The results of our analyses are shown in Figure 3. The inhibition profile of AMD3100 within the L6 and CD9 treatments was not significantly different (Figure 3A), and we can thus conclude that CD9 regulates a stage that follows co-receptor engagement. Interestingly, CD9 overexpression led to significant sensitization to the C-peptide C34, indicating that a process which closely follows the formation of the pre-hairpin intermediate was affected by CD9 overexpression (Figure 3B). Similarly, significant sensitization to the Abl kinase inhibitor Imatinib, which has been shown to arrest fusion at the hemifusion intermediate , was observed upon CD9 overexpression (Figure 3C), strongly suggesting that CD9 inhibits the fusion process after the hemifusion intermediate has formed. Furthermore, and strikingly, when the dynamin inhibitor dynasore (which impedes pore expansion ) was titrated, CD9 overexpression led to significant desensitization to this inhibitor (Figure 3D), showing epistasis of CD9 over dynasore in fusion repression. Together, these results allowed us to conclude that CD9 regulates a stage of fusion concurrently with or after lipid mixing and prior to pore expansion.
2.2. Tetraspanin Overexpression Leads to Accumulation of the Hemifusion Intermediate
Based on the results shown in Figure 3, which indicate that tetraspanins act at a post-hemifusion stage, we sought to further test this hypothesis using a different, more direct approach. We employed an imaging-based fluorescent dye transfer assay [39,40], whereby target Jurkat T cells labeled with the cytosolic dye CMAC and the fixable lipophilic dye Vybrant CM-DiI were co-cultured with producer HeLa cells transfected with pNL4-3Gag−iGFP and a tetraspanin or the L6 control. After 5 h of co-culture, excess unbound target cells were washed off, and the cultures were imaged after fixation. Gag-iGFP-positive cells were counted, and the proportion of those which were positive for CM-DiI alone was taken as indicative of reactions that had reached the hemifusion stage, while the proportion which was positive for both CM-DiI and CMAC (visible as an additional nucleus in the syncytium and corresponding to a gap in the GFP channel) was taken as quantification of full fusion or syncytium formation. Example images of each of these cases are shown in Figure 4A.

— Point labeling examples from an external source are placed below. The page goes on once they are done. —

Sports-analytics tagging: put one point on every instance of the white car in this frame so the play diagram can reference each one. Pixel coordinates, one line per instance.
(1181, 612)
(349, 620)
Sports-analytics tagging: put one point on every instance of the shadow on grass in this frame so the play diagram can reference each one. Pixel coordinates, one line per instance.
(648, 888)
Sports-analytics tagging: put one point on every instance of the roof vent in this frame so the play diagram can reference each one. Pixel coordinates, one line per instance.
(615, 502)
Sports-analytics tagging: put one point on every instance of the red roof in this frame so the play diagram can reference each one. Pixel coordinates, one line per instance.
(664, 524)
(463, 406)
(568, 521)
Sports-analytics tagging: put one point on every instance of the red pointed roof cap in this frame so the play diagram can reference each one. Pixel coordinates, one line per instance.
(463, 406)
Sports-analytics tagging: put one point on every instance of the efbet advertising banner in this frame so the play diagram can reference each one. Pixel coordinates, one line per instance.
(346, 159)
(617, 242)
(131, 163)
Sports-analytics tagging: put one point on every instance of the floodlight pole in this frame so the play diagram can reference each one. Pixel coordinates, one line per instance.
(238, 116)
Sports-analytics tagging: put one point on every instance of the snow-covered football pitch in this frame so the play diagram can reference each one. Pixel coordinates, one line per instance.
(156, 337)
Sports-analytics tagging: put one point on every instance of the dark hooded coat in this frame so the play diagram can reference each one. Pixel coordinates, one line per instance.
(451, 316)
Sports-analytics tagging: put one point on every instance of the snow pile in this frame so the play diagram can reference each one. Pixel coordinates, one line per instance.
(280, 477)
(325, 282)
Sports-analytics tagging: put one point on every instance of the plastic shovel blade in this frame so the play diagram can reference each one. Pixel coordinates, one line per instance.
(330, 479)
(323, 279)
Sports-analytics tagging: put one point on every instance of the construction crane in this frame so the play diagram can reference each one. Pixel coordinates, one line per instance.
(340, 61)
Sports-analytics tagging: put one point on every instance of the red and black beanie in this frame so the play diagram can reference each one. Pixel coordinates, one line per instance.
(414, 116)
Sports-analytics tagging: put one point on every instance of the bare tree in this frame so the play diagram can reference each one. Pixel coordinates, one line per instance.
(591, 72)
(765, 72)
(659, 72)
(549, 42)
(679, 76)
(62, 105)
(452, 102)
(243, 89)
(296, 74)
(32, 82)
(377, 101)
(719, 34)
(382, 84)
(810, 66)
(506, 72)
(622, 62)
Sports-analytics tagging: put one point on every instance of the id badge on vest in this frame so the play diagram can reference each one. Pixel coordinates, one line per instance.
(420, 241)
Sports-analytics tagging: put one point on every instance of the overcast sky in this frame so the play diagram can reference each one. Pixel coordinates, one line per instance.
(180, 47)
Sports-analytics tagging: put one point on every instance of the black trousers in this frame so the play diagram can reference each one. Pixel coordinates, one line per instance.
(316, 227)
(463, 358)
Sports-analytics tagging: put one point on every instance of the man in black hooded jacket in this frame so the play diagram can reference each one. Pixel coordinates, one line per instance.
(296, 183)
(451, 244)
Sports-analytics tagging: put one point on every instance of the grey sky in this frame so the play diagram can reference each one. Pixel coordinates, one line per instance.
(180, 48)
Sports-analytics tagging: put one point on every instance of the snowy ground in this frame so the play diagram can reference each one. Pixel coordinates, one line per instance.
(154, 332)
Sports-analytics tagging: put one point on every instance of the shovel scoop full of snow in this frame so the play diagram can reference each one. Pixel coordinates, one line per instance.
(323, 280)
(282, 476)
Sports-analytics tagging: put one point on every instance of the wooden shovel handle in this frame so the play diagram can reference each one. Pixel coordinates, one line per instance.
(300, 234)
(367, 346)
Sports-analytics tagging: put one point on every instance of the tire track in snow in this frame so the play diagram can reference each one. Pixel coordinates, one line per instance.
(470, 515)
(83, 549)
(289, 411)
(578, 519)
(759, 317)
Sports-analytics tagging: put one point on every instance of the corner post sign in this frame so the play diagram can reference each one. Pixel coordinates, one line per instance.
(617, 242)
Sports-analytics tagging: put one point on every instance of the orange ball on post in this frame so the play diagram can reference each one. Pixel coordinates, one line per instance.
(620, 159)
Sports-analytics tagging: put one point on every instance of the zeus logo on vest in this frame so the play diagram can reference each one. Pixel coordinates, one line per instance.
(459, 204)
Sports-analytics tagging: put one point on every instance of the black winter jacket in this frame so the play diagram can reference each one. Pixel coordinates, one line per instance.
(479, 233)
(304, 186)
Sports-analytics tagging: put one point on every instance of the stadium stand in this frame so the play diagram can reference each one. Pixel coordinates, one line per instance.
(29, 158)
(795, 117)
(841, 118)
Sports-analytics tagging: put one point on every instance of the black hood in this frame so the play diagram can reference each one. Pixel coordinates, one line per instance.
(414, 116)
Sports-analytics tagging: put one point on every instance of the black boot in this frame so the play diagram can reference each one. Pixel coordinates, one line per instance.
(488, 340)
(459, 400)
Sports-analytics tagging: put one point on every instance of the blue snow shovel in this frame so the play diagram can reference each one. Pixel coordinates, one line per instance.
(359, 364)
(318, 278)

As expected, reduced levels of full fusion (measured as the number of CMAC-positive nuclei in infected syncytia divided by the number of infected cells) were consistently observed when CD9 or CD63 were overexpressed compared to the L6 or empty vector controls (Figure 4B). However, taking into account total fusion activity (hemifusions plus syncytia), we found a striking increase in the hemifusion proportion upon tetraspanin overexpression (Figure 4C). This indicates that tetraspanin overexpression allowed fusing cells to progress to the hemifusion intermediate, but arrested the process at a later stage, leading to a build-up of this intermediate. Notably, the total fusion activity upon CD9 or CD63 overexpression was no different than that in the L6 control (Figure 4D), meaning that the reduction in full fusion could be fully recovered at the hemifusion stage. This indicates that there is likely no pre-hemifusion repression effect of tetraspanin overexpression.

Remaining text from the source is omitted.